Background: Bronchopulmonary dysplasia is an independent risk factor for adverse neurodevelopmental outcomes in premature infants. We investigated whether attenuation of hyperoxic lung injury with intratracheal transplantation of human umbilical cord blood-derived mesenchymal stem cells (MSCs) could simultaneously mitigate brain damage in neonatal rats.
Methods: Newborn Sprague-Dawley rats were exposed to hyperoxia or normoxia conditions for 14 d. MSCs (5 × 10(5) cells) were transplanted intratracheally at postnatal day (P) 5. At P14, lungs and brains were harvested for histological and biochemical analyses.

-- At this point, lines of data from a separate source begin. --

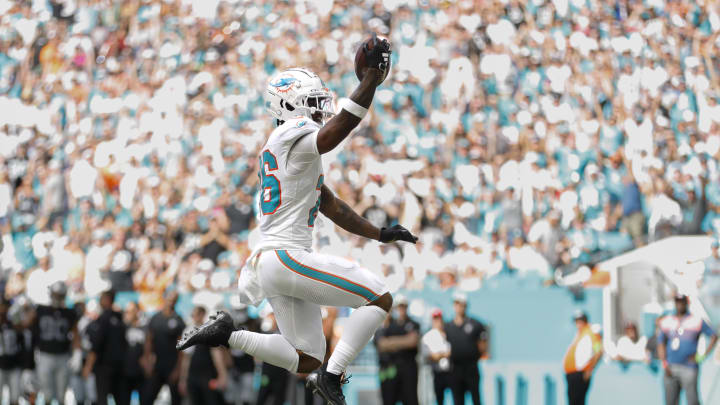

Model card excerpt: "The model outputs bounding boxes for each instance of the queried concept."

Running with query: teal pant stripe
[276,250,377,301]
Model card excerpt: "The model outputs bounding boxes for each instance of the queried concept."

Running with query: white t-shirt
[253,117,323,249]
[617,336,647,361]
[420,329,450,371]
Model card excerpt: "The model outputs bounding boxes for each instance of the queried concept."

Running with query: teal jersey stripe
[275,250,377,301]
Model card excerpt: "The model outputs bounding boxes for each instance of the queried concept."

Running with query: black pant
[450,362,481,405]
[257,363,290,405]
[187,379,225,405]
[95,365,130,405]
[380,361,418,405]
[140,371,181,405]
[379,364,400,405]
[125,375,145,402]
[433,371,451,405]
[565,371,590,405]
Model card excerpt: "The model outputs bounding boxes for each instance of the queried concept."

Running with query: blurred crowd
[0,0,720,403]
[0,0,720,344]
[0,0,720,309]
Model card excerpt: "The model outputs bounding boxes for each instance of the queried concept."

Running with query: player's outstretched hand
[363,33,392,79]
[380,225,417,243]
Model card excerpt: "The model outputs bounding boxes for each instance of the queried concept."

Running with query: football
[355,37,390,83]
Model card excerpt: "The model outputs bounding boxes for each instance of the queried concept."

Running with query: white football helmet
[265,68,335,124]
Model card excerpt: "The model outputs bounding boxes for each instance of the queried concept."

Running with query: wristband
[339,98,367,119]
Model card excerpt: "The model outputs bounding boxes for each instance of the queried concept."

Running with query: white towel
[238,248,265,306]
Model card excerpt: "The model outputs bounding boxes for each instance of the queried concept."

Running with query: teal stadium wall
[118,276,720,405]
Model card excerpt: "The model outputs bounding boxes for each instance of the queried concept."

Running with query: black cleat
[175,311,235,350]
[305,366,348,405]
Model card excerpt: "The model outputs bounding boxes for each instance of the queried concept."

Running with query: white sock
[228,330,300,373]
[327,305,387,375]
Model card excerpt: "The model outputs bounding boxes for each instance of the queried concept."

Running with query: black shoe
[305,366,349,405]
[175,311,235,350]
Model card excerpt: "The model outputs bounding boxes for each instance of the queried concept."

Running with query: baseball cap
[573,309,587,322]
[675,293,687,301]
[453,292,467,304]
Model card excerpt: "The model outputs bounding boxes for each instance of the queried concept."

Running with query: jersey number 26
[258,149,323,227]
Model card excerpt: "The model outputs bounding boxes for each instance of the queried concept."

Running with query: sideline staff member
[376,296,420,405]
[445,293,488,405]
[563,311,602,405]
[658,294,717,405]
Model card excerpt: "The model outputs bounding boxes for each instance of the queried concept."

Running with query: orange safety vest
[563,325,602,374]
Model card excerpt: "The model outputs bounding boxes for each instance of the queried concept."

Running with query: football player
[177,37,417,405]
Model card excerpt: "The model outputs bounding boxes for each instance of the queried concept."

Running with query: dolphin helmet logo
[270,77,297,92]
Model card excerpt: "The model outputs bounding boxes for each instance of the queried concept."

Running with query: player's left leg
[259,250,392,404]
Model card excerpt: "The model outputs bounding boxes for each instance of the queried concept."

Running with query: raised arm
[320,184,417,243]
[317,35,390,154]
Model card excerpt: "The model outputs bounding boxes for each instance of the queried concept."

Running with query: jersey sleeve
[702,321,716,336]
[278,117,320,175]
[657,319,668,344]
[287,131,320,175]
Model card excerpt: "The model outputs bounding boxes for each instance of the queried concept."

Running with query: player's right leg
[259,250,392,404]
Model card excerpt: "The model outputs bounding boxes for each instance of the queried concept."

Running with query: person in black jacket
[124,302,147,398]
[373,314,399,405]
[0,297,22,405]
[445,294,488,405]
[83,290,130,405]
[32,281,81,403]
[140,291,185,405]
[376,296,420,405]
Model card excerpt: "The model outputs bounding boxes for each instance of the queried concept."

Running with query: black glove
[363,33,392,74]
[380,225,417,243]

Results: Hyperoxic lung injuries, such as impaired alveolarization evident from increased mean linear intercept (MLI) and elevated inflammatory cytokine levels were significantly alleviated with MSC transplantation. Hyperoxia decreased brain weight, increased brain cell death, and induced hypomyelination. MSC transplantation significantly ameliorated hyperoxia-induced increased terminal deoxynucleotidyl transferase dUTP nick end labeling (TUNEL)-positive cells in the dentate gyrus and reduced myelin basic protein. In correlation analyses, brain weight and myelin basic protein (MBP) were significantly inversely correlated with lung MLI and inflammatory cytokines, while TUNEL-positive brain cell number showed a significant positive correlation with lung MLI.
Conclusion: Despite no significant improvement in short-term neurofunctional outcome, intratracheal transplantation of MSCs simultaneously attenuated hyperoxic lung and brain injuries in neonatal rats, with the extent of such attenuation being closely linked in the two tissues.